Besuch der bergischen Synagoge

Gemeinsam

Die Wurzel unseres christlichen Glaubens

Papst Johannes Paul II. sagte eins:

Die jüdische Religion ist für uns nicht etwas „Äußerliches“, sondern gehört in gewisser Weise zum „Inneren“ unserer Religion. Zu ihr haben wir somit Beziehungen wie zu keiner anderen Religion. Ihr seid unsere bevorzugten Brüder und, so könnte man gewissermaßen sagen, unsere älteren Brüder“

[Quelle: vatican.va]

Heute erhielten wir die Gelegenheit zu erfahren, was genau er damit gemeint hatte: Gemeinsam mit dem Firmlingen wurden wir eingeladen die hiesige bergische Synagoge in Wuppertal Barmen zu besichtigen. Pünktlich um 16:45 Uhr trafen wir uns mit den Firmlingen am Alter Markt und gingen von dort zur nicht weit entfernten Synagoge.

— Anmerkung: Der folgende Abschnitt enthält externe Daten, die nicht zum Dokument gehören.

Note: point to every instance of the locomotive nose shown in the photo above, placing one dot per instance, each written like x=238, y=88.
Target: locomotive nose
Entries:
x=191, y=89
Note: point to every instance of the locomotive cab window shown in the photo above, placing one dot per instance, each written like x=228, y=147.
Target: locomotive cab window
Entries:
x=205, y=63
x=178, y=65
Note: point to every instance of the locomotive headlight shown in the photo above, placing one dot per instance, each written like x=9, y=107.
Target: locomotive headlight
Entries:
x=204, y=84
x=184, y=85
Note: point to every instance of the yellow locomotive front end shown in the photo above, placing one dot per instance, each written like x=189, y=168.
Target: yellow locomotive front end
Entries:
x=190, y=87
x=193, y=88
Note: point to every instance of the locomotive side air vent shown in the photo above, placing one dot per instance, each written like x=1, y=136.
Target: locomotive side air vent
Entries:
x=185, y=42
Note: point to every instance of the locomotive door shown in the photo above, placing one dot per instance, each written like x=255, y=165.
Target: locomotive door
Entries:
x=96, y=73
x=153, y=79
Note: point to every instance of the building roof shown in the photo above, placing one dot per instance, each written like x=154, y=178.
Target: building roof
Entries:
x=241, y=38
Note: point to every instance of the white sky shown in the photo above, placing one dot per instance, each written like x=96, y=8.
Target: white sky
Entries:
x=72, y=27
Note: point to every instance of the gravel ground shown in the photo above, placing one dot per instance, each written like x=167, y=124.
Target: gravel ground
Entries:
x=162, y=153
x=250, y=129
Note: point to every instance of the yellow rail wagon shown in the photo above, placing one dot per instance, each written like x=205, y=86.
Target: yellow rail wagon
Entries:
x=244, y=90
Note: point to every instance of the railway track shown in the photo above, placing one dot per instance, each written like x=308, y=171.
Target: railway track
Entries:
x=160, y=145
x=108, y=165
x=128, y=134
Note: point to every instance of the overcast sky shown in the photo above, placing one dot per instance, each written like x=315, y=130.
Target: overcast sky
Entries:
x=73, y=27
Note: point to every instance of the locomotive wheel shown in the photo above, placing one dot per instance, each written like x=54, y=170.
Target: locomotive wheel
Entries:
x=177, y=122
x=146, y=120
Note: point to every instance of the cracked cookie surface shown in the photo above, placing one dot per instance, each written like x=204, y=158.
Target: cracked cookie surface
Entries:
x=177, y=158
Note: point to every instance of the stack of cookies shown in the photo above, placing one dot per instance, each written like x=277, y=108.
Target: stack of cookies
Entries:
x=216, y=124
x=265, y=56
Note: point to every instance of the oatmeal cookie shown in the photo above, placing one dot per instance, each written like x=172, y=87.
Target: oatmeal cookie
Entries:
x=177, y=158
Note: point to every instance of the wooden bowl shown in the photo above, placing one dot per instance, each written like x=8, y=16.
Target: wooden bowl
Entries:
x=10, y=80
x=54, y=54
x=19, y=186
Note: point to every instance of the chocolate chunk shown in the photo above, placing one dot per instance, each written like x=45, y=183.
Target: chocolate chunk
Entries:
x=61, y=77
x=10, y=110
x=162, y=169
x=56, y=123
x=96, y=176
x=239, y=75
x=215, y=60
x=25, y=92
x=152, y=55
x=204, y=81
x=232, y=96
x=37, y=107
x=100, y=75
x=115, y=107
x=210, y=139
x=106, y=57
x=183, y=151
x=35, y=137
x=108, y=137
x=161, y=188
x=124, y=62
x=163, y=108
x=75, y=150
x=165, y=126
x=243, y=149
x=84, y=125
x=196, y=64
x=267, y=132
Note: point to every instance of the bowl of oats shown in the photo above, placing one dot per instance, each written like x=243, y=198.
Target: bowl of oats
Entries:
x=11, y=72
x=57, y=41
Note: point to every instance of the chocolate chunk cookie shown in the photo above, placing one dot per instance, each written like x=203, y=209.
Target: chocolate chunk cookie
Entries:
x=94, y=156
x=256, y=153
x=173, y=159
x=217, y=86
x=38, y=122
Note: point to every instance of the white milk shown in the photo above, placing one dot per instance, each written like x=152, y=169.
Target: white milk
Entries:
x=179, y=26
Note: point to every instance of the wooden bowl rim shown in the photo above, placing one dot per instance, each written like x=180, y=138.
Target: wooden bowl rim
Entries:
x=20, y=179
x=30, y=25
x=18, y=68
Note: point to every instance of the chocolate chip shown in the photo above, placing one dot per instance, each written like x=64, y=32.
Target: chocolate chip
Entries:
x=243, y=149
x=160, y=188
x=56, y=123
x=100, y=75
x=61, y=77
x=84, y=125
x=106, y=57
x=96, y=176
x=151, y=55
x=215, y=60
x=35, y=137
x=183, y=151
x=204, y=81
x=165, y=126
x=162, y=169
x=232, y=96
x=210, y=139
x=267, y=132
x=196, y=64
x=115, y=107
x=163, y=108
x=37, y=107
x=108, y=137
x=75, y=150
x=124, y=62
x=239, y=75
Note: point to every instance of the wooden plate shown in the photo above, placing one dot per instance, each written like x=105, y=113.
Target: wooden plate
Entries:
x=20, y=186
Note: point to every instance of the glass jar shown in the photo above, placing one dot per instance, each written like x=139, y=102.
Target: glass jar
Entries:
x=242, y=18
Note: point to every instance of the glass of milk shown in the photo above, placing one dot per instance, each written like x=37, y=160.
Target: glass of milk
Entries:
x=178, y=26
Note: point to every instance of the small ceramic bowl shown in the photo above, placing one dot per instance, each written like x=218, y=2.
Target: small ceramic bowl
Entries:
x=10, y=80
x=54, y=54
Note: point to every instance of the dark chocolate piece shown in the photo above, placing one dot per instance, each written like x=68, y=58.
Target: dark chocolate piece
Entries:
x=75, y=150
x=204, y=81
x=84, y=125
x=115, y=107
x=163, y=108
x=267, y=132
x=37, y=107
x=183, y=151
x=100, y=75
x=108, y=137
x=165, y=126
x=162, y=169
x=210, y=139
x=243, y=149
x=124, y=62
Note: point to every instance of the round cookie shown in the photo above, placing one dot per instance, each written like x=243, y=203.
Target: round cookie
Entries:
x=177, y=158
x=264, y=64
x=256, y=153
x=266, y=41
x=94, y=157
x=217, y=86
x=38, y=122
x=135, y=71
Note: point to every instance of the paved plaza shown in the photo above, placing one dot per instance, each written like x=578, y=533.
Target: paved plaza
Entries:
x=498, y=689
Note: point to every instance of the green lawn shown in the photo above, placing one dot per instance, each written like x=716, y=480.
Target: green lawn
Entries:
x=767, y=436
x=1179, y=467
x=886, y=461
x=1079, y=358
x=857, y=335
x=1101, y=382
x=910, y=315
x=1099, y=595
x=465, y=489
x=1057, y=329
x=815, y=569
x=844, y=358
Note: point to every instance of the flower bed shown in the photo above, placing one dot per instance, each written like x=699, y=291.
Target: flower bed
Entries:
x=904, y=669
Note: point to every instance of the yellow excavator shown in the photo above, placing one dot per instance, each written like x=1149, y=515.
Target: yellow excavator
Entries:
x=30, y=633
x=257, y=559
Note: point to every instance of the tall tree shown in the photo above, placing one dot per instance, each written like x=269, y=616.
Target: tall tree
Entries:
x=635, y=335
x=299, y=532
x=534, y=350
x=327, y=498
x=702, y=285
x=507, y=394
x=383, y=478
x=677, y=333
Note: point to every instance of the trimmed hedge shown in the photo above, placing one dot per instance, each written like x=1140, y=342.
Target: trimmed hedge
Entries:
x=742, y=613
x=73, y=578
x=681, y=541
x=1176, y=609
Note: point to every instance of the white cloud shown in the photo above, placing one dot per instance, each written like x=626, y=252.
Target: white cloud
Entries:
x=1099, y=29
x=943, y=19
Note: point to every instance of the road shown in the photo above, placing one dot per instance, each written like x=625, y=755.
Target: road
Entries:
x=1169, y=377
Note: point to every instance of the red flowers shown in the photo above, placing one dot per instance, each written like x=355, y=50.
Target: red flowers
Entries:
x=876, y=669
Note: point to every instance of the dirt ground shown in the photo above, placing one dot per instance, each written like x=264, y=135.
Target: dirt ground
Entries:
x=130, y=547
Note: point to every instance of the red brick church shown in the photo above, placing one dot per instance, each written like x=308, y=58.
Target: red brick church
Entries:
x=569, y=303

Geschichte der bergischen Synagoge

Nachdem wir sehr freundlich empfangen wurden, erhielten wir zuerst einige Informationen zur Synagoge und zu ihrer Entstehungsgeschichte, die erst 2002 mit ihrem Bau und der Eröffnung begann. Es war jedoch nicht die erste Synagoge in Wuppertal: die bereits 1897 erbaute Synagoge (zur Scheuren) wurde im Rahmen der Reichspogromnacht 1938 von den Nationalsozialisten niedergebrannt. In der NS-Diktatur wurden seitdem viele Mitglieder der jüdischen Gemeinde ermordet oder vertrieben, so dass die Anzahl der Mitglieder mit den Jahren stark geschrumpft ist: Den Tiefpunkt erlebte sie in den 80er Jahren mit gerade einmal 65 Mitgliedern. Innerhalb von wenigen Jahren wuchs sie jedoch vor allem bedingt durch einen Zustrom von sog. Kontigentflüchtlingen wieder rasant auf ca. 2000 Mitglieder an. Mit dem Wachstum der Mitgliederzahlen wuchs daher auch die Notwendigkeit zum Bau einer neuen Synagoge, die schließlich 2002 eingeweiht wurde. Über dem Portal zum Eingang der Synagoge findet sich ein Wort des Propheten Jesaja: ביתי בית תפלה יקרא לכל העמים (übersetzt: "denn mein Haus wird ein Haus des Gebetes für alle Völker genannt werden": Jes 56,7) Dieses steht dort zur Erinnerung an die alte Synanoge, die ebenfalls dieses Wort an ihrem Eingang geschrieben stehen hatte.

Leider wurde ihre Geschichte 2014 durch einen verübten Brandanschlag erschüttert, bei dem jedoch zum Glück niemand verletzt wurde.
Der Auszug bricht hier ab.